Crawl a million website pages without hiding failures

Scrape the archive, not the easy page sample

In this example we:

  • Read 1,000,000 URLs from a file.
  • Scrape them in 500-URL chunks.
  • Stream JSONL rows with either parsed fields or errors.

The stale pages, redirects, 503s, and broken HTML are the dataset. A happy-path sample filters out the part you most need to measure.

Step 1: Chunk URLs

The client only plans work. Each worker gets a chunk.

with open("urls.txt") as f:
    urls = [u.strip() for u in f if u.strip()]

CHUNK = 500
chunks = [urls[i:i + CHUNK] for i in range(0, len(urls), CHUNK)]

Step 2: Fetch and parse inside the worker

The worker keeps one HTTP client open, backs off on temporary failures, and returns an error row when a page fails.

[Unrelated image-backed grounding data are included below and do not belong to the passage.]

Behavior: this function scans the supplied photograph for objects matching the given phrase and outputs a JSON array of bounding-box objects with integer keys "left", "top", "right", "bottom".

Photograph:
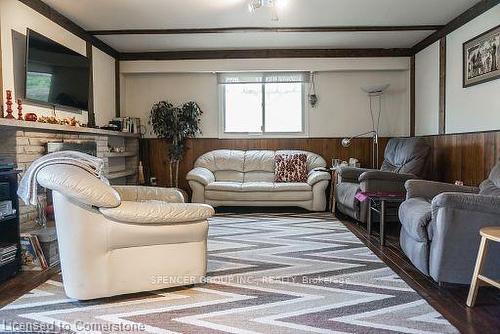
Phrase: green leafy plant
[{"left": 149, "top": 100, "right": 203, "bottom": 187}]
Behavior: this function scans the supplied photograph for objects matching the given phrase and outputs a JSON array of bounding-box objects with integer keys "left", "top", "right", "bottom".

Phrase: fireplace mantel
[{"left": 0, "top": 119, "right": 140, "bottom": 138}]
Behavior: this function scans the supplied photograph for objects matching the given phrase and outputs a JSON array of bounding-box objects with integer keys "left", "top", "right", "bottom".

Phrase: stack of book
[{"left": 0, "top": 243, "right": 18, "bottom": 266}]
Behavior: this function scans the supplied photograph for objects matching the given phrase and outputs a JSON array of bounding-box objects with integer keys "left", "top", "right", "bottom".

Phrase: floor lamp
[{"left": 341, "top": 84, "right": 390, "bottom": 169}]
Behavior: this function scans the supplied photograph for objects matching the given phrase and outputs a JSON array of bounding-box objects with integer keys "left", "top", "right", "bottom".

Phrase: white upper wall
[
  {"left": 310, "top": 70, "right": 409, "bottom": 138},
  {"left": 92, "top": 47, "right": 116, "bottom": 127},
  {"left": 0, "top": 0, "right": 87, "bottom": 122},
  {"left": 415, "top": 41, "right": 440, "bottom": 136},
  {"left": 121, "top": 58, "right": 410, "bottom": 138},
  {"left": 0, "top": 0, "right": 116, "bottom": 125},
  {"left": 124, "top": 73, "right": 219, "bottom": 138},
  {"left": 446, "top": 4, "right": 500, "bottom": 133},
  {"left": 414, "top": 4, "right": 500, "bottom": 135}
]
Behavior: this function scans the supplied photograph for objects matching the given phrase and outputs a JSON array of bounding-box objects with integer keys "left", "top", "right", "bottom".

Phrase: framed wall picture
[{"left": 463, "top": 24, "right": 500, "bottom": 88}]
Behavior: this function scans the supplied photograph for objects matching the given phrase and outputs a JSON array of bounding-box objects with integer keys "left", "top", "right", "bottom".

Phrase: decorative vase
[
  {"left": 24, "top": 113, "right": 38, "bottom": 122},
  {"left": 138, "top": 161, "right": 145, "bottom": 185},
  {"left": 4, "top": 90, "right": 14, "bottom": 119}
]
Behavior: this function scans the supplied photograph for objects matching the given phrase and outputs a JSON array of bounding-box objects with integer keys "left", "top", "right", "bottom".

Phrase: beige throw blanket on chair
[{"left": 18, "top": 151, "right": 105, "bottom": 206}]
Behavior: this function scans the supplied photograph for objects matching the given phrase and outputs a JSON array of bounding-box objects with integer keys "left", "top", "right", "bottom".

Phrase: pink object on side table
[{"left": 355, "top": 192, "right": 405, "bottom": 202}]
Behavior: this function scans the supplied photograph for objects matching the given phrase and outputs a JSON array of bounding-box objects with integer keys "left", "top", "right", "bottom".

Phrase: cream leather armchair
[{"left": 36, "top": 164, "right": 214, "bottom": 300}]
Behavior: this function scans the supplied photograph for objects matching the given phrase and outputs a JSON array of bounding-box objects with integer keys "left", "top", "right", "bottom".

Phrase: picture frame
[
  {"left": 463, "top": 24, "right": 500, "bottom": 88},
  {"left": 20, "top": 234, "right": 47, "bottom": 271}
]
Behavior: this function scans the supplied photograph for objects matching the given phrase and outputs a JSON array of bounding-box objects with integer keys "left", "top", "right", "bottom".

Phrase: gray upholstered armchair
[
  {"left": 399, "top": 162, "right": 500, "bottom": 284},
  {"left": 335, "top": 137, "right": 431, "bottom": 222}
]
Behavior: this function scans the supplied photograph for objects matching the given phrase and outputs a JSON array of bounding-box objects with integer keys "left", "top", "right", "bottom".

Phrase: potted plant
[{"left": 149, "top": 100, "right": 203, "bottom": 188}]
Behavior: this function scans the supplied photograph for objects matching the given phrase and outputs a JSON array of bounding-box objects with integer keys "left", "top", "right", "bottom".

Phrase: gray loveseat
[
  {"left": 336, "top": 137, "right": 431, "bottom": 223},
  {"left": 399, "top": 162, "right": 500, "bottom": 284}
]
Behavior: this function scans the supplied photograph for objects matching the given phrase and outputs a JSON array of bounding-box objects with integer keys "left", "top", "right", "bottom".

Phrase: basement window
[{"left": 218, "top": 72, "right": 308, "bottom": 137}]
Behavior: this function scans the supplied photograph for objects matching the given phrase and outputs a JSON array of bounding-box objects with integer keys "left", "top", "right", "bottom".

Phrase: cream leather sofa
[
  {"left": 36, "top": 164, "right": 214, "bottom": 300},
  {"left": 187, "top": 150, "right": 330, "bottom": 211}
]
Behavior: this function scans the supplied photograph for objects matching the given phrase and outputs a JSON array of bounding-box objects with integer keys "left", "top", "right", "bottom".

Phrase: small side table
[
  {"left": 364, "top": 193, "right": 405, "bottom": 246},
  {"left": 466, "top": 227, "right": 500, "bottom": 307},
  {"left": 328, "top": 167, "right": 340, "bottom": 213}
]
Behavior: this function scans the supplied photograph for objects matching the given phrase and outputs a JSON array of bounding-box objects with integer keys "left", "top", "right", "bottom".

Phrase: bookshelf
[{"left": 0, "top": 168, "right": 20, "bottom": 284}]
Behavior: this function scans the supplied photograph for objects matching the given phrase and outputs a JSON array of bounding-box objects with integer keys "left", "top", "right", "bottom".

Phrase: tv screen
[{"left": 25, "top": 29, "right": 89, "bottom": 110}]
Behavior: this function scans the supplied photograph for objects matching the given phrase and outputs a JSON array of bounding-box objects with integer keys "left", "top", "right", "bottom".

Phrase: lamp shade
[{"left": 341, "top": 138, "right": 351, "bottom": 148}]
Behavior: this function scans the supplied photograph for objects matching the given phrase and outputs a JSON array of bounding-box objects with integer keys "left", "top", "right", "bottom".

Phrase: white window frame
[{"left": 218, "top": 72, "right": 309, "bottom": 139}]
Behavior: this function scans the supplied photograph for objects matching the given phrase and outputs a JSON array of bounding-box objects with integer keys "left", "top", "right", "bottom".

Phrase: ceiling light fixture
[
  {"left": 248, "top": 0, "right": 262, "bottom": 13},
  {"left": 248, "top": 0, "right": 287, "bottom": 21}
]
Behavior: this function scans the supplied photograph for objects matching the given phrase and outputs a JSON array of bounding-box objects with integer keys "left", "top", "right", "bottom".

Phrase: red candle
[
  {"left": 4, "top": 90, "right": 14, "bottom": 119},
  {"left": 17, "top": 99, "right": 23, "bottom": 120}
]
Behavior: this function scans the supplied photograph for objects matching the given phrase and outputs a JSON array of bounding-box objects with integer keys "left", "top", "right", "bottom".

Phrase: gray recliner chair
[
  {"left": 399, "top": 162, "right": 500, "bottom": 284},
  {"left": 335, "top": 137, "right": 431, "bottom": 223}
]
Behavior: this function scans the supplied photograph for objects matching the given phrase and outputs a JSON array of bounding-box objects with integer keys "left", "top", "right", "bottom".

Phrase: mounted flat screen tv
[{"left": 25, "top": 29, "right": 90, "bottom": 110}]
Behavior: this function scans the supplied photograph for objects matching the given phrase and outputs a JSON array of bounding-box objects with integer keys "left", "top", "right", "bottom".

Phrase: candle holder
[
  {"left": 4, "top": 90, "right": 14, "bottom": 119},
  {"left": 17, "top": 99, "right": 23, "bottom": 120}
]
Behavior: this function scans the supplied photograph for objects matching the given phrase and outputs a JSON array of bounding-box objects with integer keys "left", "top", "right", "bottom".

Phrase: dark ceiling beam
[
  {"left": 412, "top": 0, "right": 500, "bottom": 54},
  {"left": 18, "top": 0, "right": 119, "bottom": 58},
  {"left": 119, "top": 48, "right": 413, "bottom": 61},
  {"left": 91, "top": 25, "right": 443, "bottom": 36}
]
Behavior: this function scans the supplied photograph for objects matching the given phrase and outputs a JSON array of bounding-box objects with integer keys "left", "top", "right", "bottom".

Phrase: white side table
[{"left": 466, "top": 227, "right": 500, "bottom": 307}]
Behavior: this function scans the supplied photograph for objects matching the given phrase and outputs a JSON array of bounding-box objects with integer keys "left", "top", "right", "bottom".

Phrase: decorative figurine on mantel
[
  {"left": 24, "top": 112, "right": 38, "bottom": 122},
  {"left": 17, "top": 99, "right": 23, "bottom": 121},
  {"left": 4, "top": 90, "right": 14, "bottom": 119}
]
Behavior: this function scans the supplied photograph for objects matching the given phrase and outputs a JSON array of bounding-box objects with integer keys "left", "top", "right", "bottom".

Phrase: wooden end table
[
  {"left": 364, "top": 193, "right": 405, "bottom": 246},
  {"left": 328, "top": 167, "right": 340, "bottom": 213},
  {"left": 466, "top": 227, "right": 500, "bottom": 307}
]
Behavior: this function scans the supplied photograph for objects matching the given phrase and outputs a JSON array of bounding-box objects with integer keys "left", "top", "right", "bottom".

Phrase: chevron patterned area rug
[{"left": 0, "top": 212, "right": 458, "bottom": 333}]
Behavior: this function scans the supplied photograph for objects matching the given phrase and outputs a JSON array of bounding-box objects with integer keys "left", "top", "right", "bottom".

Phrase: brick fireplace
[{"left": 0, "top": 120, "right": 139, "bottom": 232}]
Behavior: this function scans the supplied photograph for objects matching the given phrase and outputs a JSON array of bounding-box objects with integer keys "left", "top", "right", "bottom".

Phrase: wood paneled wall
[
  {"left": 140, "top": 137, "right": 389, "bottom": 193},
  {"left": 421, "top": 131, "right": 500, "bottom": 187},
  {"left": 139, "top": 131, "right": 499, "bottom": 194}
]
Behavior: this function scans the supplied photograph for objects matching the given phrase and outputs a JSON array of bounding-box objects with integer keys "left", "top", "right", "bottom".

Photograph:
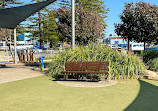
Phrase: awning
[{"left": 0, "top": 0, "right": 57, "bottom": 29}]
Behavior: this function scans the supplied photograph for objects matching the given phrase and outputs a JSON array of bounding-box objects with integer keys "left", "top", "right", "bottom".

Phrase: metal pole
[
  {"left": 14, "top": 28, "right": 17, "bottom": 64},
  {"left": 72, "top": 0, "right": 75, "bottom": 50}
]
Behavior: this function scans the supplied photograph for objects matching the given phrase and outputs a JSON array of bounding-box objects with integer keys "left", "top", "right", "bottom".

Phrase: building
[
  {"left": 108, "top": 37, "right": 126, "bottom": 45},
  {"left": 17, "top": 33, "right": 33, "bottom": 45}
]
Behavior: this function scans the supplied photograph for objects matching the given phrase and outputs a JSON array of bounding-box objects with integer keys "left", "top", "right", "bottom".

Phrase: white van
[{"left": 131, "top": 43, "right": 144, "bottom": 51}]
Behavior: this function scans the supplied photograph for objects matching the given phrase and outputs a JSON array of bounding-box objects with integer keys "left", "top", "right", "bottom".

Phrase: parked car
[
  {"left": 130, "top": 43, "right": 144, "bottom": 51},
  {"left": 33, "top": 48, "right": 43, "bottom": 53},
  {"left": 110, "top": 45, "right": 121, "bottom": 49}
]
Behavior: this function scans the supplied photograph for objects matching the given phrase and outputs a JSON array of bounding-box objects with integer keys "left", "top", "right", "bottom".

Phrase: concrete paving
[
  {"left": 56, "top": 80, "right": 117, "bottom": 87},
  {"left": 0, "top": 65, "right": 44, "bottom": 84}
]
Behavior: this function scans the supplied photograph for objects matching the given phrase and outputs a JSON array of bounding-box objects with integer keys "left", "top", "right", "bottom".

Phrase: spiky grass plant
[
  {"left": 147, "top": 57, "right": 158, "bottom": 71},
  {"left": 48, "top": 44, "right": 146, "bottom": 80}
]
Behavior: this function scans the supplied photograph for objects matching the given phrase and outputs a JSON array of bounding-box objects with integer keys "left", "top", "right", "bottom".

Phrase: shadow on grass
[
  {"left": 44, "top": 62, "right": 50, "bottom": 68},
  {"left": 124, "top": 79, "right": 158, "bottom": 111}
]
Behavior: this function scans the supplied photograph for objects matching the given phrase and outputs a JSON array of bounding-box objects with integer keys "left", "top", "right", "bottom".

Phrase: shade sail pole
[
  {"left": 72, "top": 0, "right": 75, "bottom": 50},
  {"left": 14, "top": 28, "right": 17, "bottom": 64}
]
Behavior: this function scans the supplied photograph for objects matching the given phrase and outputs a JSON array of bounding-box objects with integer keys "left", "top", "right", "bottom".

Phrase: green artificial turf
[{"left": 0, "top": 76, "right": 157, "bottom": 111}]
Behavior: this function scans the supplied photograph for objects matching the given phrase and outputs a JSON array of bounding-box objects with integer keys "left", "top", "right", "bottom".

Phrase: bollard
[{"left": 39, "top": 56, "right": 44, "bottom": 72}]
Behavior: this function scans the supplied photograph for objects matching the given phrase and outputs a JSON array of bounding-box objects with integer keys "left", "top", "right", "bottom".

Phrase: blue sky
[{"left": 22, "top": 0, "right": 158, "bottom": 38}]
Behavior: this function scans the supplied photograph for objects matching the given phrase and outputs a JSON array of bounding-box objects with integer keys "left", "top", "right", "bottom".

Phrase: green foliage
[
  {"left": 142, "top": 50, "right": 158, "bottom": 71},
  {"left": 42, "top": 10, "right": 58, "bottom": 45},
  {"left": 60, "top": 0, "right": 108, "bottom": 14},
  {"left": 0, "top": 0, "right": 23, "bottom": 8},
  {"left": 115, "top": 2, "right": 158, "bottom": 43},
  {"left": 27, "top": 0, "right": 58, "bottom": 46},
  {"left": 60, "top": 0, "right": 108, "bottom": 28},
  {"left": 76, "top": 0, "right": 108, "bottom": 18},
  {"left": 143, "top": 50, "right": 158, "bottom": 63},
  {"left": 55, "top": 6, "right": 105, "bottom": 44},
  {"left": 147, "top": 57, "right": 158, "bottom": 71},
  {"left": 48, "top": 44, "right": 146, "bottom": 80}
]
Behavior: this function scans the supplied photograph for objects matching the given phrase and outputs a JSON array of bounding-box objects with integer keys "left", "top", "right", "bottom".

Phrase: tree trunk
[
  {"left": 50, "top": 40, "right": 54, "bottom": 48},
  {"left": 127, "top": 38, "right": 130, "bottom": 52},
  {"left": 144, "top": 41, "right": 146, "bottom": 51},
  {"left": 38, "top": 10, "right": 43, "bottom": 49}
]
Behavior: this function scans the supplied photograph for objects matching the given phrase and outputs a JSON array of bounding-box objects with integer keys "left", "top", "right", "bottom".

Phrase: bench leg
[
  {"left": 64, "top": 74, "right": 66, "bottom": 80},
  {"left": 86, "top": 74, "right": 88, "bottom": 82},
  {"left": 107, "top": 74, "right": 111, "bottom": 82},
  {"left": 77, "top": 74, "right": 78, "bottom": 80},
  {"left": 76, "top": 73, "right": 79, "bottom": 80}
]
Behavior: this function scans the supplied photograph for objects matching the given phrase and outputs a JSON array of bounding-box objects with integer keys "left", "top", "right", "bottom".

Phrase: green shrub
[
  {"left": 143, "top": 50, "right": 158, "bottom": 63},
  {"left": 147, "top": 57, "right": 158, "bottom": 71},
  {"left": 142, "top": 50, "right": 158, "bottom": 71},
  {"left": 48, "top": 44, "right": 146, "bottom": 80}
]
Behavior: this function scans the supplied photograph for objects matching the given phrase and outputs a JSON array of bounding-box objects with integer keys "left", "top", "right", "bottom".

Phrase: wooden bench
[{"left": 61, "top": 61, "right": 110, "bottom": 81}]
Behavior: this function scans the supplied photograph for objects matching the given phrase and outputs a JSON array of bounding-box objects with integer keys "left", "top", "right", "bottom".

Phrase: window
[
  {"left": 133, "top": 45, "right": 139, "bottom": 47},
  {"left": 115, "top": 41, "right": 119, "bottom": 44}
]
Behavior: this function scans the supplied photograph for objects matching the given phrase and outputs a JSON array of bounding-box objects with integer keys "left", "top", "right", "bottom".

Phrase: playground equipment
[
  {"left": 0, "top": 0, "right": 75, "bottom": 64},
  {"left": 0, "top": 0, "right": 57, "bottom": 64},
  {"left": 39, "top": 56, "right": 44, "bottom": 72},
  {"left": 0, "top": 46, "right": 10, "bottom": 64},
  {"left": 17, "top": 50, "right": 34, "bottom": 63}
]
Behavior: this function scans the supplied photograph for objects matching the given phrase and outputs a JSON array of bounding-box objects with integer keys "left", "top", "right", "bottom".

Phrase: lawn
[{"left": 0, "top": 76, "right": 157, "bottom": 111}]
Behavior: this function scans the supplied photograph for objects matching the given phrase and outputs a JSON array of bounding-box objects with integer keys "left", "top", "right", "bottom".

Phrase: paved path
[
  {"left": 0, "top": 65, "right": 44, "bottom": 84},
  {"left": 56, "top": 80, "right": 117, "bottom": 87}
]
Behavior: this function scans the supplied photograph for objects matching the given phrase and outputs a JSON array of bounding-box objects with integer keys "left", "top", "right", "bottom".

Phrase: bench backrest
[{"left": 65, "top": 61, "right": 109, "bottom": 71}]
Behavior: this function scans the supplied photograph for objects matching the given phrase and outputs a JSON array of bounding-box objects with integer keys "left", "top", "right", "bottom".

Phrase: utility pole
[{"left": 72, "top": 0, "right": 75, "bottom": 50}]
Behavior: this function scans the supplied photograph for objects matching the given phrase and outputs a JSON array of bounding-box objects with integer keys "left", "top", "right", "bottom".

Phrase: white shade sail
[{"left": 0, "top": 0, "right": 57, "bottom": 29}]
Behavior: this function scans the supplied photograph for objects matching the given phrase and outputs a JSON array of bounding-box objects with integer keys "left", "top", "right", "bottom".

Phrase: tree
[
  {"left": 0, "top": 0, "right": 23, "bottom": 8},
  {"left": 0, "top": 0, "right": 24, "bottom": 60},
  {"left": 60, "top": 0, "right": 108, "bottom": 28},
  {"left": 55, "top": 6, "right": 105, "bottom": 44},
  {"left": 115, "top": 2, "right": 158, "bottom": 51},
  {"left": 28, "top": 0, "right": 57, "bottom": 48},
  {"left": 76, "top": 0, "right": 107, "bottom": 17},
  {"left": 42, "top": 10, "right": 58, "bottom": 47},
  {"left": 29, "top": 0, "right": 45, "bottom": 48},
  {"left": 0, "top": 0, "right": 24, "bottom": 42},
  {"left": 0, "top": 28, "right": 11, "bottom": 43}
]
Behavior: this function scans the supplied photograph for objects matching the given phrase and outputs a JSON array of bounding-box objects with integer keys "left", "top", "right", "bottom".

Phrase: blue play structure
[
  {"left": 39, "top": 56, "right": 44, "bottom": 71},
  {"left": 0, "top": 62, "right": 9, "bottom": 64}
]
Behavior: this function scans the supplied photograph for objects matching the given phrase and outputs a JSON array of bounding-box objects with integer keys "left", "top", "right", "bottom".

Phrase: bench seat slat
[{"left": 65, "top": 61, "right": 109, "bottom": 71}]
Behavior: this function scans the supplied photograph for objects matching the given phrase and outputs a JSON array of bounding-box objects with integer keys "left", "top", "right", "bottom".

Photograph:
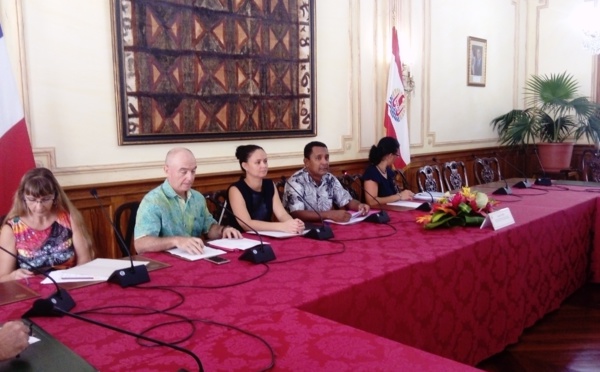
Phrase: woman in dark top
[
  {"left": 362, "top": 137, "right": 414, "bottom": 207},
  {"left": 228, "top": 145, "right": 305, "bottom": 233}
]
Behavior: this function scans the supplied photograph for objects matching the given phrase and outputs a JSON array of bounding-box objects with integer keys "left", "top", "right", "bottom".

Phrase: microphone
[
  {"left": 342, "top": 171, "right": 389, "bottom": 223},
  {"left": 0, "top": 245, "right": 75, "bottom": 318},
  {"left": 90, "top": 189, "right": 150, "bottom": 287},
  {"left": 472, "top": 154, "right": 512, "bottom": 195},
  {"left": 415, "top": 190, "right": 433, "bottom": 211},
  {"left": 492, "top": 176, "right": 512, "bottom": 195},
  {"left": 205, "top": 195, "right": 275, "bottom": 264},
  {"left": 281, "top": 176, "right": 334, "bottom": 240},
  {"left": 493, "top": 151, "right": 532, "bottom": 188},
  {"left": 533, "top": 147, "right": 552, "bottom": 186}
]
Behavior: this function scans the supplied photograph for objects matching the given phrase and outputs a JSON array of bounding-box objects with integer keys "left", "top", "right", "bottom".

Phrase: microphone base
[
  {"left": 534, "top": 177, "right": 552, "bottom": 186},
  {"left": 492, "top": 187, "right": 512, "bottom": 195},
  {"left": 513, "top": 180, "right": 532, "bottom": 189},
  {"left": 22, "top": 288, "right": 75, "bottom": 318},
  {"left": 364, "top": 211, "right": 390, "bottom": 224},
  {"left": 108, "top": 265, "right": 150, "bottom": 288},
  {"left": 416, "top": 202, "right": 432, "bottom": 211},
  {"left": 238, "top": 244, "right": 276, "bottom": 264},
  {"left": 304, "top": 225, "right": 334, "bottom": 240}
]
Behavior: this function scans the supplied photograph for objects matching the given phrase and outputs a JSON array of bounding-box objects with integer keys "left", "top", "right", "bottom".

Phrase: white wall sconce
[
  {"left": 573, "top": 5, "right": 600, "bottom": 55},
  {"left": 582, "top": 27, "right": 600, "bottom": 55}
]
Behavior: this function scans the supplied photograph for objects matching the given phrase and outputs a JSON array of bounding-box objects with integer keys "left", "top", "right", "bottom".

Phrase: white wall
[{"left": 0, "top": 0, "right": 597, "bottom": 187}]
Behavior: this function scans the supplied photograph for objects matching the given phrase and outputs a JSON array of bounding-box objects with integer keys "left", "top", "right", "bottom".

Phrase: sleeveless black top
[{"left": 227, "top": 179, "right": 275, "bottom": 231}]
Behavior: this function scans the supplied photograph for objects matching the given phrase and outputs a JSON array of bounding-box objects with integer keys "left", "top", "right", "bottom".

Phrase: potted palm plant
[{"left": 490, "top": 72, "right": 600, "bottom": 172}]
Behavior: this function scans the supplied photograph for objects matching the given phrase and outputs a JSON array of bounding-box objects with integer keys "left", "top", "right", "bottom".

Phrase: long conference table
[{"left": 1, "top": 180, "right": 599, "bottom": 371}]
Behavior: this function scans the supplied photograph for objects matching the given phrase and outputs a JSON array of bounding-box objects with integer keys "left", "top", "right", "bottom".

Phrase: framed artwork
[
  {"left": 467, "top": 36, "right": 487, "bottom": 87},
  {"left": 111, "top": 0, "right": 316, "bottom": 145}
]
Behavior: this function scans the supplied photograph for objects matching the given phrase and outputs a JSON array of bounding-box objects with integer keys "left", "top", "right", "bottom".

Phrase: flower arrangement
[{"left": 416, "top": 187, "right": 497, "bottom": 229}]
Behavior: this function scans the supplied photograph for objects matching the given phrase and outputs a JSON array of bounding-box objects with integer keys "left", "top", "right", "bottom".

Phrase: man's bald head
[{"left": 164, "top": 147, "right": 197, "bottom": 198}]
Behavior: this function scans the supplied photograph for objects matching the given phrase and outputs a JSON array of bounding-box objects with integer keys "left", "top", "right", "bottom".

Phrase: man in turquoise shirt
[{"left": 134, "top": 147, "right": 241, "bottom": 254}]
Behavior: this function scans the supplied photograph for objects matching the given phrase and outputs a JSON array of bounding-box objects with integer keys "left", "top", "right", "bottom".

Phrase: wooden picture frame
[
  {"left": 111, "top": 0, "right": 316, "bottom": 145},
  {"left": 467, "top": 36, "right": 487, "bottom": 87}
]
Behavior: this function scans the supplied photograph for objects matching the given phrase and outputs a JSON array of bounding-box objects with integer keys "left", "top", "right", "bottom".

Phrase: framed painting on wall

def scrape_chunk(urls: list[str]) -> list[dict]:
    import random, time, httpx
    from selectolax.parser import HTMLParser

    out = []
    with httpx.Client(http2=True, timeout=20.0, follow_redirects=True) as client:
        for url in urls:
            for attempt in range(4):
                try:
                    r = client.get(url)
                    if r.status_code in (429, 503):
                        time.sleep(2 ** attempt + random.random())
                        continue
                    r.raise_for_status()
                    tree = HTMLParser(r.text)
                    title = tree.css_first("title")
                    out.append({"url": url, "title": title.text(strip=True) if title else None})
                    break
                except (httpx.HTTPError, httpx.TimeoutException) as e:
                    if attempt == 3:
                        out.append({"url": url, "error": str(e)})
            time.sleep(0.5 + random.random() * 0.5)
    return out

Step 3: Stream the crawl

Chunks stream back as they finish, so the scrape can run for hours without building one giant result list.

from burla import remote_parallel_map

for rows in remote_parallel_map(
    scrape_chunk,
    chunks,
    func_cpu=1,
    func_ram=2,
    max_parallelism=1000,
    generator=True,
    grow=True,
):
    for row in rows:
        f.write(json.dumps(row) + "\n")

What's the point?

Scraping gets weird fast. DNS, TLS, parser misses, per-site politeness, and failure logging all matter.

This design is plain on purpose: chunk URLs, reuse a client, parse the fields you need, return an error row when something fails. Once the output exists, you can compute failure rates by host or retry only bad chunks.